Si le budget engagé dans l'opération est confidentiel, Thierry Thuillier a évoqué un "investissement conséquent pour la chaîne et pour l'info" du groupe. "Je crois que ça le mérite compte-tenu de l'enjeu, 2h30 de direct toute l'année, toute la semaine". Outre les visages du plateau, une cinquantaine de personnes supplémentaires ont été embauchées pour relever ce défi, dont une large partie en région. "On a reçu des centaines de candidatures et on en reçoit toujours", s'est réjouit Antoine Guélaud, producteur de l'émission et ancien directeur des éditions spéciales de la chaîne.
Quand la chaîne fera-t-elle son bilan d'étape ? "Il y aura bien entendu une première étape vers le mois de juin", a indiqué le directeur de l'information du groupe.
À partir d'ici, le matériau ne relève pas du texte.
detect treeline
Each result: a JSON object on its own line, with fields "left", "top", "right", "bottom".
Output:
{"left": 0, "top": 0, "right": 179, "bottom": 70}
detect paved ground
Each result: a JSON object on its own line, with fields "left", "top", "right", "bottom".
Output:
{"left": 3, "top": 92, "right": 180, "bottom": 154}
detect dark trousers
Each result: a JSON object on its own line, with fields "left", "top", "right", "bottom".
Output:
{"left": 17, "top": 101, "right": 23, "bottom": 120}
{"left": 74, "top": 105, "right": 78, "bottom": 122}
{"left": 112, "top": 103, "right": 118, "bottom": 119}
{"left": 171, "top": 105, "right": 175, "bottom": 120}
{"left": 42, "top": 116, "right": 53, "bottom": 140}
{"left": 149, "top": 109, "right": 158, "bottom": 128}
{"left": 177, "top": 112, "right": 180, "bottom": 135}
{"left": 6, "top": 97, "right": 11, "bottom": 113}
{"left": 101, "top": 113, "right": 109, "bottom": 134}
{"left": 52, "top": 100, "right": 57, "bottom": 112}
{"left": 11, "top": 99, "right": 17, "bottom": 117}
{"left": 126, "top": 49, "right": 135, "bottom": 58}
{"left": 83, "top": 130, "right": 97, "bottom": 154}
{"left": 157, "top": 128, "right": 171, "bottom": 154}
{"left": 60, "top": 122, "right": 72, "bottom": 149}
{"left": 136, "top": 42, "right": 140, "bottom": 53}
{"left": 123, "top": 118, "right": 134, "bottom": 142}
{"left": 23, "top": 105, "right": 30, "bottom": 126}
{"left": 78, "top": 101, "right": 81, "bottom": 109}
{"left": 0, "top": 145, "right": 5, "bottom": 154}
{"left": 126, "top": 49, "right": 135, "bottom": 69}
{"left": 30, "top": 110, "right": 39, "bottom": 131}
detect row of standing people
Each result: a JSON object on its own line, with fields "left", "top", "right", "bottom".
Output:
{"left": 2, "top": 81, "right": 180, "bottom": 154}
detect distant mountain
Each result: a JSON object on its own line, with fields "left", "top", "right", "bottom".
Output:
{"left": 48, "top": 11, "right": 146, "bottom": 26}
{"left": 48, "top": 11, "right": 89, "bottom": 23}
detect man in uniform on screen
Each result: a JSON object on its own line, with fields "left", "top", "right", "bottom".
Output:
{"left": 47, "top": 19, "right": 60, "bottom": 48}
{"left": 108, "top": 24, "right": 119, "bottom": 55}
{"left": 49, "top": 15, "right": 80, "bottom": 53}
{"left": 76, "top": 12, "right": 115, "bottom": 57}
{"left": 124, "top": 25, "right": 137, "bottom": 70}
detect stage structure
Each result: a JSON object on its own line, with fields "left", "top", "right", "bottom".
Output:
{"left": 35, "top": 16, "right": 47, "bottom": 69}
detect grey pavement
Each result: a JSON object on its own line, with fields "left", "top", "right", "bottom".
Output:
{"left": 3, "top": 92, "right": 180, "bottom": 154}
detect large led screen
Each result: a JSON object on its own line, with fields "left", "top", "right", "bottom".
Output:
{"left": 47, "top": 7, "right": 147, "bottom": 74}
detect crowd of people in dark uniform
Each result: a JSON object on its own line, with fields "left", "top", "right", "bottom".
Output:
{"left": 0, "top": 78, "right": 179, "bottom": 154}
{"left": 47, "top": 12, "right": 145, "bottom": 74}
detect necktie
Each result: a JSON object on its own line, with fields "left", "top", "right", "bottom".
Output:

Mais TF1 laissera le temps à sa matinale de convaincre et la suite se comptera en années. "Peut-être sur deux ans, trois ans parce qu'on sait qu'il va falloir beaucoup d'énergie, d'habitude, de rendez-vous pour que finalement le public change ses habitudes". Autant dire que l'audience sera scrutée à toutes les étapes. En attendant, reste à savoir si le plan de bataille initial portera ses fruits.